#1
  1. Banned ;)
    Devshed Supreme Being (6500+ posts)

    Join Date
    Nov 2001
    Location
    Woodland Hills, Los Angeles County, California, USA
    Posts
    9,640
    Rep Power
    4247

    Puzzle of the Month 05-05-2008


    First, here's wishing you all a Happy Sinco De Mayo. With that said, today's puzzle has an especially strong reason to be here -- it happened to keep me up all weekend. This bug existed in our code for a few weeks, but was only triggered by some other recent changes to our codebase. I discovered the cause of the bug on Friday, but due to our policy of not releasing patches on Friday, I couldn't fix it. Instead I kept getting called by our 3rd party monitoring company every time our app crashed, which really sucks, because I didn't write the bug in the first place -- I should really have given those guys the phone # of the guy that wrote it :D

    With all that ranting done with, here's the code in question (slightly modified to remove a few things irrelevant to this puzzle). The code attempts to concatenate as many attributes as possible into a buffer, so that it can log the line to a file. It is perfectly all right to discard any data that cannot fit into the buffer, so if you have more data than the size of the buffer, you can simply discard the rest of it.
    Code:
    static void create_attr_line(attribute_t *attributes, int num_attribs, char *buf_str, int max_len)
    {
            int         i;
            int         offset = 0;
            attribute_t *p_attr;
    
            for (i = 0; i < num_attribs; i++) {
                p_attr = attributes[i];
                offset += snprintf(buf_str + offset, max_len - offset, "%d:%s:%d:%d:%d:%s:%d:%d:%s;", 
                         p_attr->attr.business_id,
                         p_attr->attr.update_date,
                         p_attr->attr.event_type_id,
                         p_attr->attr.group_id,
                         p_attr->attr.subgroup_id,
                         p_attr->attr.attribute_name,
                         p_attr->score,
                         p_attr->count,
                         p_attr->attr.attribute_value
                );
            }
    }
    
    // called like this:
    char attr_buf[4096];
    create_ups_string(ctx->attributes, ctx->attribute_count, attr_buf, sizeof(attr_buf));
    At first glance, the code appears to be doing some proper size checking to make sure that the size of the buffer cannot be exceeded. However there is a serious problem with it. For the purposes of this discussion, the compiler is assumed to be ANSI compliant (in my case, it is gcc running on Linux).
    The puzzle is to point out where the buffer overflow is. Next question is to point out how to fix it.
    BONUS QUESTION: Why will Microsoft Visual C++ produce different results with the same code?
    Up the Irons
    What Would Jimi Do? Smash amps. Burn guitar. Take the groupies home.
    "Death Before Dishonour, my Friends!!" - Bruce D ickinson, Iron Maiden Aug 20, 2005 @ OzzFest
    Down with Sharon Osbourne

    "I wouldn't hire a butcher to fix my car. I also wouldn't hire a marketing firm to build my website." - Nilpo
  2. #2
  3. Devshed God 1st Plane (5500 - 5999 posts)

    Join Date
    Jun 2005
    Posts
    5,964
    Rep Power
    4852
    I'm going to shoot from the hip, here. Some versions of the function returned -1 when the data was truncated, instead of the number of characters that would have been written if all had gone well. This could garfle up maxlen-offset.

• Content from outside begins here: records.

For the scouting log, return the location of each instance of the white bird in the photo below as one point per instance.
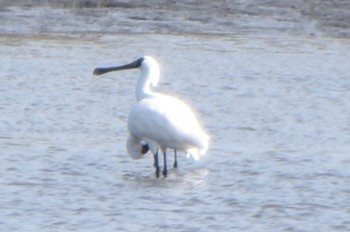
(158, 119)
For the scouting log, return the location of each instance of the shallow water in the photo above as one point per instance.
(276, 107)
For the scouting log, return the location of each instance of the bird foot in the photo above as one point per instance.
(157, 172)
(165, 173)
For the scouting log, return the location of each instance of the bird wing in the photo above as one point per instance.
(168, 121)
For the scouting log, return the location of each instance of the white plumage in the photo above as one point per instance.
(158, 119)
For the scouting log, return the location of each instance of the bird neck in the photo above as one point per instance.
(147, 79)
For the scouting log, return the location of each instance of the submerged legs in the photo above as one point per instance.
(165, 170)
(156, 163)
(175, 159)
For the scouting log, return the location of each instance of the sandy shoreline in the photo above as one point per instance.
(315, 18)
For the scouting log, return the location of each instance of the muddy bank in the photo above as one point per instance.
(312, 17)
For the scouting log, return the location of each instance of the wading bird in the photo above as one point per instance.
(159, 120)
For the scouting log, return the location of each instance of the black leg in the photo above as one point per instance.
(175, 159)
(165, 171)
(156, 164)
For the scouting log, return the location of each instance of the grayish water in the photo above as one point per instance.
(276, 107)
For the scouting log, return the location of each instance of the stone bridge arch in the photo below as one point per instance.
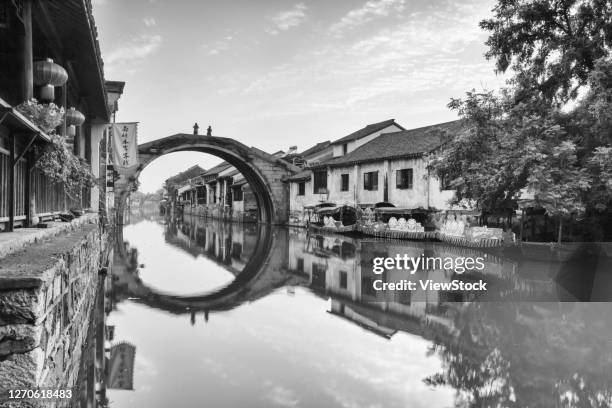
(266, 271)
(264, 172)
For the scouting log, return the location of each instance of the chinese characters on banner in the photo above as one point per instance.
(121, 367)
(125, 147)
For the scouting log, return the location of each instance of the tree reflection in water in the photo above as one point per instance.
(529, 355)
(493, 354)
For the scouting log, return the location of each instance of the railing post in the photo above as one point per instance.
(11, 192)
(27, 53)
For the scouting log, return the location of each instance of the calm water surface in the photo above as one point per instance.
(229, 315)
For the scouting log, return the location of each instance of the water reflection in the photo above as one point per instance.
(299, 325)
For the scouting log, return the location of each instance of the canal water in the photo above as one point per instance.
(204, 313)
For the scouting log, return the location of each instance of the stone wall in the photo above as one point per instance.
(47, 292)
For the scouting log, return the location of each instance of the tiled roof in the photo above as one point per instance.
(301, 176)
(217, 169)
(191, 172)
(316, 148)
(399, 144)
(368, 130)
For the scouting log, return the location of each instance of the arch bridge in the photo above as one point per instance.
(264, 172)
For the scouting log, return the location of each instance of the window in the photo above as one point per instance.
(344, 178)
(238, 194)
(370, 181)
(343, 280)
(318, 275)
(403, 179)
(445, 183)
(320, 182)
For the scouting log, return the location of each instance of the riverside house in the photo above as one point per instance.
(302, 190)
(49, 52)
(220, 192)
(389, 167)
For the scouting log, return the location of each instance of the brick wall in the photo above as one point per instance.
(47, 293)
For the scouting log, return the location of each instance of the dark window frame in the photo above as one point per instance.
(343, 280)
(238, 194)
(345, 182)
(319, 182)
(404, 179)
(370, 181)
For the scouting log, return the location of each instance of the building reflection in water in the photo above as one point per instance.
(515, 346)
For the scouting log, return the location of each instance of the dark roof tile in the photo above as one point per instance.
(368, 130)
(316, 148)
(398, 144)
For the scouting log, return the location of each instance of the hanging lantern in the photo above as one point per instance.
(49, 75)
(74, 118)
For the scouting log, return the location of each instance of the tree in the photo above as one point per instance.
(552, 46)
(524, 138)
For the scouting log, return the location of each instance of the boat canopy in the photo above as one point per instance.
(334, 209)
(399, 210)
(383, 204)
(477, 213)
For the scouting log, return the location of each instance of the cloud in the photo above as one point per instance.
(218, 46)
(437, 51)
(149, 21)
(283, 397)
(127, 57)
(286, 20)
(366, 13)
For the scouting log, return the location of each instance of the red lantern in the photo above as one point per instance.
(74, 118)
(49, 75)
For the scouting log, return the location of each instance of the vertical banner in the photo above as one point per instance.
(121, 367)
(125, 147)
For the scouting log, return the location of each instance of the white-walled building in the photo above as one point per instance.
(379, 167)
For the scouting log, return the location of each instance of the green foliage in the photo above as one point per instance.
(61, 166)
(551, 45)
(524, 141)
(56, 160)
(45, 116)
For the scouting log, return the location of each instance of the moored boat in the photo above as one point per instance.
(338, 219)
(395, 223)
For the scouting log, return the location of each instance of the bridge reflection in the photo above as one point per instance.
(502, 353)
(263, 259)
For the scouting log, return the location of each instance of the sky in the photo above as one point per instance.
(279, 73)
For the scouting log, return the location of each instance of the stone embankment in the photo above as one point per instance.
(47, 291)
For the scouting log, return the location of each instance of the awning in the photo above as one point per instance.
(239, 183)
(399, 210)
(17, 121)
(183, 189)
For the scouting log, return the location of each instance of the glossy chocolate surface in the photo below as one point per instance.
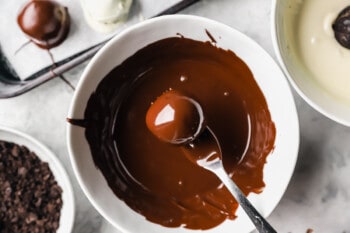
(154, 177)
(46, 23)
(175, 118)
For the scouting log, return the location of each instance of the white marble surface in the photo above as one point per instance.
(318, 196)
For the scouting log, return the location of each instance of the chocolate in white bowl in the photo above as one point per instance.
(281, 160)
(307, 49)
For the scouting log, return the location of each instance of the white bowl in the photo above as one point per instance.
(68, 207)
(281, 162)
(297, 73)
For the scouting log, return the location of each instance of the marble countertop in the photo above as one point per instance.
(318, 195)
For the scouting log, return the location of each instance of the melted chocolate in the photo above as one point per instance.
(155, 178)
(45, 22)
(175, 118)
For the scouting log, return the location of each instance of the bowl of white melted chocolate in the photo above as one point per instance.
(160, 84)
(312, 43)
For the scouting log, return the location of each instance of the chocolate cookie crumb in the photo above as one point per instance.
(341, 28)
(30, 198)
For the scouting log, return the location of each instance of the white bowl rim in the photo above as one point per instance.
(67, 214)
(296, 87)
(117, 37)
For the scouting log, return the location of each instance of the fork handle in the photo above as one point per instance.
(260, 222)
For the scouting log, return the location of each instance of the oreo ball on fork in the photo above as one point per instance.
(45, 22)
(341, 28)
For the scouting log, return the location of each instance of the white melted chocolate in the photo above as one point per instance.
(324, 57)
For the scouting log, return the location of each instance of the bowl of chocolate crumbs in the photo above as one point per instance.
(35, 191)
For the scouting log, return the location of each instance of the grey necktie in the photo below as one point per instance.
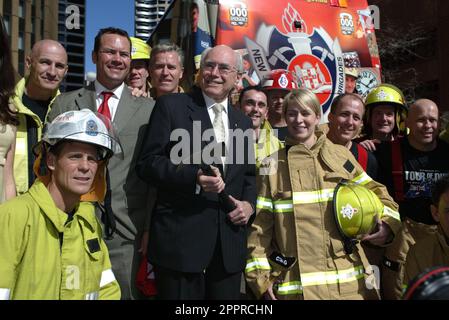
(218, 122)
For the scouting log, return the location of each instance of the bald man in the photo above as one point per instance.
(46, 67)
(409, 167)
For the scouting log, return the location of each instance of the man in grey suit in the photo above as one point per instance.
(126, 204)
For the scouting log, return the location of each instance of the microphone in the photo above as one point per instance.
(225, 200)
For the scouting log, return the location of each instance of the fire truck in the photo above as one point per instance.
(314, 39)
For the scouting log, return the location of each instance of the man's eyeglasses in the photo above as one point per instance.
(112, 52)
(223, 68)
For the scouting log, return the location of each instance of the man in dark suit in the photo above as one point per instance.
(198, 248)
(126, 205)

    Incidentally, what are you doing if a format error causes -1 to be returned?
    Write no code whose complexity leaves you wondering what the hell you did.
    Politically Incorrect DaWei on Pointers Grumpy on Exceptions
  4. #3
  5. Paris est magique!
    Devshed Newbie (0 - 499 posts)

    Join Date
    Apr 2004
    Location
    France!
    Posts
    370
    Rep Power
    96
    Originally Posted by sizablegrin
    I'm going to shoot from the hip, here. Some versions of the function returned -1 when the data was truncated, instead of the number of characters that would have been written if all had gone well. This could garfle up maxlen-offset.
    This would cause a buffer overflow only if offset goes lower than 0 (due to adding -1 one or several times) - well a buffer underflow :p
    It would generally overwrite previous data (the last character).


    As of glibc 2.1, snprintf returns the number of char that would have benn written if the buffer was large enough:

    Originally Posted by man snprintf
    ... if the output was truncated due to this limit then the return value is the number of characters (not including the trailing '\0') which would have been written to the final string if enough space had been available. Thus, a return value of size or more means that the output was truncated. (See also below under NOTES.) If an output error is encountered, a negative value is returned.
    This way, the offset continue to grow, even if the limit of the buffer is reached.

    Oh, oh, wait! what happens if offset grows above max_len? (maxlen - offset) would be negative, no data will be printed in the buf... Nope, since size_t is generally typedef-ed as an unsigned int, it is cast as unsigned (a very high value!). All characters are likely to be copied. Bang.


    The solution would be to test after snprintf() if the result is 0 <= res < max_len - offset.
    If not, return.

    Or, replace (max_len - offset) with (max_len - offset > 0 ? (max_len - offset) : 0)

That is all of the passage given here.